وَعَنْ أَبِي يَحْيَى صُهَيْبِ بْنِ سِنَانٍ رَضِيَ اللهُ عَنْهُ قَالَ: قَالَ رَسُولُ اللهِ ﷺ: ((عَجَباً لِأَمْرِ الْمُؤْمِنِ إِنَّ أَمْرَهُ كُلَّهُ لَهُ خَيْرٌ، وَلَيْسَ ذَلِكَ لِأَحَدٍ إِلَّا لِلْمُؤْمِنِ: إِنْ أَصَابَتْهُ سَرَّاءُ شَكَرَ فَكَانَ خَيْراً لَهُ، وَإِنْ أَصَابَتْهُ ضَرَّاءُ صَبَرَ فَكَانَ خَيْراً لَهُ)). [رَوَاهُ مُسْلِمٌ]

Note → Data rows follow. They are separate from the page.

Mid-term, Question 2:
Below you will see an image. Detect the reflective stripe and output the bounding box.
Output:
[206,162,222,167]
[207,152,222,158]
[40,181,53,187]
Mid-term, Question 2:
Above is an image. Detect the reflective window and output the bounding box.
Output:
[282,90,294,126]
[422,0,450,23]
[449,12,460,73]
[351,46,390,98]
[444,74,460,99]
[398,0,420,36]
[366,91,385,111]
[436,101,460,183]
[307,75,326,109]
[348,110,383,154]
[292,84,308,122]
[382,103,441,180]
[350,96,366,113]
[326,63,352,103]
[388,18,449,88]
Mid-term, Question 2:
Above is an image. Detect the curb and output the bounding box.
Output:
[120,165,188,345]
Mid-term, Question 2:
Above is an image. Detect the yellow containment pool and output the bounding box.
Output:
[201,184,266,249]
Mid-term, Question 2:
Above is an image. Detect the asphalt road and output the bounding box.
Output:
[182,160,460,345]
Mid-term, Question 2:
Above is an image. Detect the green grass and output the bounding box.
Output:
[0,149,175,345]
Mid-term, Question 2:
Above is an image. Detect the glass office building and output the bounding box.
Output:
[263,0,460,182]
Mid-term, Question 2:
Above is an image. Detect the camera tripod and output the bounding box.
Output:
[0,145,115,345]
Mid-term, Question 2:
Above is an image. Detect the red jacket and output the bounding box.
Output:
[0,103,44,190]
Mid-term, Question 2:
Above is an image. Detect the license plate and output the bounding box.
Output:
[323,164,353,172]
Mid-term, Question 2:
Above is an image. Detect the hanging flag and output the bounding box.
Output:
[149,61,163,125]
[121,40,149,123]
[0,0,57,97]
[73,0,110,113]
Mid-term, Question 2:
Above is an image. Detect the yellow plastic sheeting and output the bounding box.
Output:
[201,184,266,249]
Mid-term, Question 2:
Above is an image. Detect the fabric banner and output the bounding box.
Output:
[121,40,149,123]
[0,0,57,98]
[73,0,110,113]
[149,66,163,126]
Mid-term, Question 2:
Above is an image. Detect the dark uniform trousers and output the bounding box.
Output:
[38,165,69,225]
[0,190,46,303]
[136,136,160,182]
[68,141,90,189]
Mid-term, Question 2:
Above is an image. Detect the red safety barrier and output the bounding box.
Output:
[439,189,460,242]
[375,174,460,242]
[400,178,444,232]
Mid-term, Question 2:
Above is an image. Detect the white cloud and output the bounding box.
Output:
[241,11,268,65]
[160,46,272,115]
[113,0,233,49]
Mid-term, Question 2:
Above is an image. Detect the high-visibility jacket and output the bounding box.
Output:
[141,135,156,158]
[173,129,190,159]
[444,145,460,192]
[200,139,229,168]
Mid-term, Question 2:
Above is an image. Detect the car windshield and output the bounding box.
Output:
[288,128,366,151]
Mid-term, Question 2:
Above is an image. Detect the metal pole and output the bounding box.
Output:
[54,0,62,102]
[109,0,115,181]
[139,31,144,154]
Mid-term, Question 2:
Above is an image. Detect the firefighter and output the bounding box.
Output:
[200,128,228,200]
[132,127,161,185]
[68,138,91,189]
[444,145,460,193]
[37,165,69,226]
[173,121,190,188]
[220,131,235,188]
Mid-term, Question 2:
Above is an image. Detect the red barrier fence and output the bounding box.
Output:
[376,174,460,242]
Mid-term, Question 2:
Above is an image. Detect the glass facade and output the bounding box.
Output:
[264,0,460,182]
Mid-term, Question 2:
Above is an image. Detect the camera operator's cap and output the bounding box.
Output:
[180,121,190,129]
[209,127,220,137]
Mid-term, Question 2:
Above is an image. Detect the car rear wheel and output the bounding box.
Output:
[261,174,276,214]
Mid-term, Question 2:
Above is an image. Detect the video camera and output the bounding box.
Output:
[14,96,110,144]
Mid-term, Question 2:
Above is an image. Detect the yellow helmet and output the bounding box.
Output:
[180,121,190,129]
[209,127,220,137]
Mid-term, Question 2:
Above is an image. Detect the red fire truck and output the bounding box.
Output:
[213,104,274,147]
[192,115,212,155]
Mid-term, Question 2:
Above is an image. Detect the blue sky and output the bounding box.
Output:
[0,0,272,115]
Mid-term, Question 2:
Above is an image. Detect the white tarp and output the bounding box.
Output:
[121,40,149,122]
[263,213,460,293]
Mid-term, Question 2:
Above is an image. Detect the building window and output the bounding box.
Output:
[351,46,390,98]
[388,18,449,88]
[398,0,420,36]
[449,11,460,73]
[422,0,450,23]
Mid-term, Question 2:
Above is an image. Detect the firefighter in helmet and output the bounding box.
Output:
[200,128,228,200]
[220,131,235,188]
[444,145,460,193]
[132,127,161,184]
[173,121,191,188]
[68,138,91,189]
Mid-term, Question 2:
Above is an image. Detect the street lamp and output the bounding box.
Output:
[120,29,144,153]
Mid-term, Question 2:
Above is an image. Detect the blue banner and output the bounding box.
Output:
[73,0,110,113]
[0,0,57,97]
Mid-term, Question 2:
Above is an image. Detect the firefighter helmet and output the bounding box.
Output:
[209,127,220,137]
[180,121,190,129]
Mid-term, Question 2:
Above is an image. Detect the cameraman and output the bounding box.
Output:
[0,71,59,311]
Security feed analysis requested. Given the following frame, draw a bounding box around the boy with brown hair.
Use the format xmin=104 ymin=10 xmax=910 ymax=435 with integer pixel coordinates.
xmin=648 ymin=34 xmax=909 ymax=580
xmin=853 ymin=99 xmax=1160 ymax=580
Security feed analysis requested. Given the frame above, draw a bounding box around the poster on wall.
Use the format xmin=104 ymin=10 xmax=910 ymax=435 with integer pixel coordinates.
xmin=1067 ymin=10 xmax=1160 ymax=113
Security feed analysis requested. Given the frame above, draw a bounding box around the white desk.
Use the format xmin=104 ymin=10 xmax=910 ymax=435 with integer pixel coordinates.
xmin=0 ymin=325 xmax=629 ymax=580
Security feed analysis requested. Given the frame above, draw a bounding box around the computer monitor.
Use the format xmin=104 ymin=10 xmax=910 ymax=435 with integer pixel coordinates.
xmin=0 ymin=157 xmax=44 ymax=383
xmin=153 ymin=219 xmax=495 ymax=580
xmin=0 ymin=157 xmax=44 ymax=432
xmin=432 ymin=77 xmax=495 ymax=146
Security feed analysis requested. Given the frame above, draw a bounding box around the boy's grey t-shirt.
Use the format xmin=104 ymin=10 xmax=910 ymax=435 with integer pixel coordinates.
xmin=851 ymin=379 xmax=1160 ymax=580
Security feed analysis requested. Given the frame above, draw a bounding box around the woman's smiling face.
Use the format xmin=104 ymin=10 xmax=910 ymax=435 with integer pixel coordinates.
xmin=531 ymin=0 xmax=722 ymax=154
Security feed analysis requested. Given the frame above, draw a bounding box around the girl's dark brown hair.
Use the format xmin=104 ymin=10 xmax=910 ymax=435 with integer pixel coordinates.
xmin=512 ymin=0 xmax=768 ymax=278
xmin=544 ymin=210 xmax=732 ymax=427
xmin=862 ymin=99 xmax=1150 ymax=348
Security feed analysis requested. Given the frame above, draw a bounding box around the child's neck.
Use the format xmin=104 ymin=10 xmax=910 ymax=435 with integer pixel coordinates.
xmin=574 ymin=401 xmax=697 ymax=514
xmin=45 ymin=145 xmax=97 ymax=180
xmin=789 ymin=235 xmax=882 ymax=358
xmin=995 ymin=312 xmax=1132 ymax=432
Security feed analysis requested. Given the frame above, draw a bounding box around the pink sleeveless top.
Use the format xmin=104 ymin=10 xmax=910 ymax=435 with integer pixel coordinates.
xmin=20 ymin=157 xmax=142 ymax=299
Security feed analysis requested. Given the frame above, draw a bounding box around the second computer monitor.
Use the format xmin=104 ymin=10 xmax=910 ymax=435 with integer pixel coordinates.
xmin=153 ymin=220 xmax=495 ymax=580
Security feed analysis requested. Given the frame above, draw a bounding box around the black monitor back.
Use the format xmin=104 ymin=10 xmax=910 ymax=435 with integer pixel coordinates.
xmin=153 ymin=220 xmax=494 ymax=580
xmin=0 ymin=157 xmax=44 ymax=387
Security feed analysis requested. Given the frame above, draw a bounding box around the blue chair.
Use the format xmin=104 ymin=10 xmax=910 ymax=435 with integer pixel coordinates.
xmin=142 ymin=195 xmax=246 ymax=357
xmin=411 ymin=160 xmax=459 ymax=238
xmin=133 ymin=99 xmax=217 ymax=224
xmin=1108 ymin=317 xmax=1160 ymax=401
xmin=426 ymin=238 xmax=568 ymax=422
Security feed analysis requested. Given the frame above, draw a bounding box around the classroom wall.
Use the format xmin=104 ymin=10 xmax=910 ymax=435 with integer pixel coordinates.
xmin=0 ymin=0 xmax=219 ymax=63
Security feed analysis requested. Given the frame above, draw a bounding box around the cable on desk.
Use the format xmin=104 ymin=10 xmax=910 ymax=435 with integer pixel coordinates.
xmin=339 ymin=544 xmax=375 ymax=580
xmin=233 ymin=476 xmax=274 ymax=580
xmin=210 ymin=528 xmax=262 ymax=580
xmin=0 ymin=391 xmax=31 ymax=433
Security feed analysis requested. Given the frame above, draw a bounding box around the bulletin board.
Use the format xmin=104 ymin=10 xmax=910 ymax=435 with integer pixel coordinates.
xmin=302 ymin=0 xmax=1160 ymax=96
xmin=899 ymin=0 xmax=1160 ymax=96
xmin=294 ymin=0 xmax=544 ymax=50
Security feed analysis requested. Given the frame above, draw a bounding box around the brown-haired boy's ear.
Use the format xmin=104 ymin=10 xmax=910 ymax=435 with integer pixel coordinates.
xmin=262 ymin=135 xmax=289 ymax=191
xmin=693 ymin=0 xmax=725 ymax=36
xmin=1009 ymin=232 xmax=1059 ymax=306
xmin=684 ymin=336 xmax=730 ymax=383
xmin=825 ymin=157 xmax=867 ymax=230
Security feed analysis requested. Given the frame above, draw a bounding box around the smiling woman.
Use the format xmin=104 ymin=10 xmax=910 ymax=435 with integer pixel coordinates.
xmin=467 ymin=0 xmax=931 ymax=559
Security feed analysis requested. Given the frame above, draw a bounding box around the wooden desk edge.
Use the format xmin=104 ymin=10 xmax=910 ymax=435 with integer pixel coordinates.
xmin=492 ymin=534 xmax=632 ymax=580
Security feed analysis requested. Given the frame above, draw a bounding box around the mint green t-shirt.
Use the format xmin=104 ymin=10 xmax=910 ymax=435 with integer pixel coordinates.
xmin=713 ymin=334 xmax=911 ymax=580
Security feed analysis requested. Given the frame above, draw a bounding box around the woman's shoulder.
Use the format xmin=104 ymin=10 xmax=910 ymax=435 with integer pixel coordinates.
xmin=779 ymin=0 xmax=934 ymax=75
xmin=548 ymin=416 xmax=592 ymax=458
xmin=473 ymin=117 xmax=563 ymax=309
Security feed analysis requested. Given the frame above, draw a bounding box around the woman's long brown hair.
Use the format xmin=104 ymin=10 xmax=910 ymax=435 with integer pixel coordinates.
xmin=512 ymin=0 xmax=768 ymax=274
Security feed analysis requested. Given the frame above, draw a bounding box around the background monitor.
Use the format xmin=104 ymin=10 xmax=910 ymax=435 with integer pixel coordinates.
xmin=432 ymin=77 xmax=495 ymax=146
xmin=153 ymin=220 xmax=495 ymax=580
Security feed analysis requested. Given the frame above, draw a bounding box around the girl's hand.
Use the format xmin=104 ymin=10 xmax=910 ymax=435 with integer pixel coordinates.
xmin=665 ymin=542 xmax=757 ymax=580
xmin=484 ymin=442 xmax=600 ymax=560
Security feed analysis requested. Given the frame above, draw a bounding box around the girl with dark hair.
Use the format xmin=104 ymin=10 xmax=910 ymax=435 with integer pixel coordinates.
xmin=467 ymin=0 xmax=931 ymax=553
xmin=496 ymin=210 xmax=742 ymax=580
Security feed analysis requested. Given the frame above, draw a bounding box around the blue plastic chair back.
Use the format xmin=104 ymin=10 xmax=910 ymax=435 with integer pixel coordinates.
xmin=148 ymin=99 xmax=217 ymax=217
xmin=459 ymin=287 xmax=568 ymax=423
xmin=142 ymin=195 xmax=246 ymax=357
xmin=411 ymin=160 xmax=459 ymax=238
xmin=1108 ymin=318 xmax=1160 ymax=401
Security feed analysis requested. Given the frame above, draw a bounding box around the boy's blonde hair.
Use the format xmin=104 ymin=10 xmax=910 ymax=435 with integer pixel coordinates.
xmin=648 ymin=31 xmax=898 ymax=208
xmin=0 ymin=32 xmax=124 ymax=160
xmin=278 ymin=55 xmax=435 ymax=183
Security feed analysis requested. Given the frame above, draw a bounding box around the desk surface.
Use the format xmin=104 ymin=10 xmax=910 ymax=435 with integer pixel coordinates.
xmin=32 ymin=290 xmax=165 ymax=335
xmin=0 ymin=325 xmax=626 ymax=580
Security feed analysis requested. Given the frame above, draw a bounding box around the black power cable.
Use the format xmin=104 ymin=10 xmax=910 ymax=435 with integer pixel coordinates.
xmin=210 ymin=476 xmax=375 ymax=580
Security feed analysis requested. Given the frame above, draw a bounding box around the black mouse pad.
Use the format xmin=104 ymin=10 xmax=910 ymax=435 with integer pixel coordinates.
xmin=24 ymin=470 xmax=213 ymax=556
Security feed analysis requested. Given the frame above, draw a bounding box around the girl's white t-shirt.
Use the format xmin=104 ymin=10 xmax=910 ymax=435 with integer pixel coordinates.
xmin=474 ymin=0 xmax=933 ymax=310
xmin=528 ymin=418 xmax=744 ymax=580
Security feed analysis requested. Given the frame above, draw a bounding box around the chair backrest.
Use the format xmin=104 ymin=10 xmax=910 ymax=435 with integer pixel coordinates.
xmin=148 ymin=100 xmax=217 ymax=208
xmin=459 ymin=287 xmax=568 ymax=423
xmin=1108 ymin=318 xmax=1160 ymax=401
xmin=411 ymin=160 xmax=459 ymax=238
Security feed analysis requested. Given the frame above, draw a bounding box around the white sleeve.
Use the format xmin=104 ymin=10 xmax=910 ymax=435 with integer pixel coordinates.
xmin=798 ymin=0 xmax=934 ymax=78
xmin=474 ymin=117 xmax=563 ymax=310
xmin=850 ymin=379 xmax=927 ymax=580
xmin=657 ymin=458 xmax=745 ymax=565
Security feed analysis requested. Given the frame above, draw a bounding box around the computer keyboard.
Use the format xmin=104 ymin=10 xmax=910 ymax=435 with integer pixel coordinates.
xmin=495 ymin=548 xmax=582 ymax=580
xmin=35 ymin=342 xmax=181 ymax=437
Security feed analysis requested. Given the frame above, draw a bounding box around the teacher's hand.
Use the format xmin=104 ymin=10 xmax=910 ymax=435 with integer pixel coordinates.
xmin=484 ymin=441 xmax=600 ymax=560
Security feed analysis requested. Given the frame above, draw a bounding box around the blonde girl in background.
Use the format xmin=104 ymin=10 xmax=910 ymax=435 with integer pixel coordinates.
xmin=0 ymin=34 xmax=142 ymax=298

Dari Abu Yahya, Shuhaib bin Sinan radhiyallahu ‘anhu, ia berkata: Rasulullah ﷺ bersabda: “Sungguh menakjubkan urusan seorang mukmin itu, sesungguhnya semua urusannya adalah baik baginya. Dan hal itu tidak dimiliki oleh siapa pun kecuali oleh orang mukmin: Jika ia mendapatkan kesenangan, ia bersyukur, maka itu adalah baik baginya. Dan jika ia ditimpa kesulitan, ia bersabar, maka itu pun baik baginya.” (Hadis Riwayat Muslim)
Fawaid Hadis
- Hadis ini menunjukkan bahwa seluruh kondisi orang mukmin itu baik, apa pun yang menimpanya, entah itu kesenangan maupun musibah.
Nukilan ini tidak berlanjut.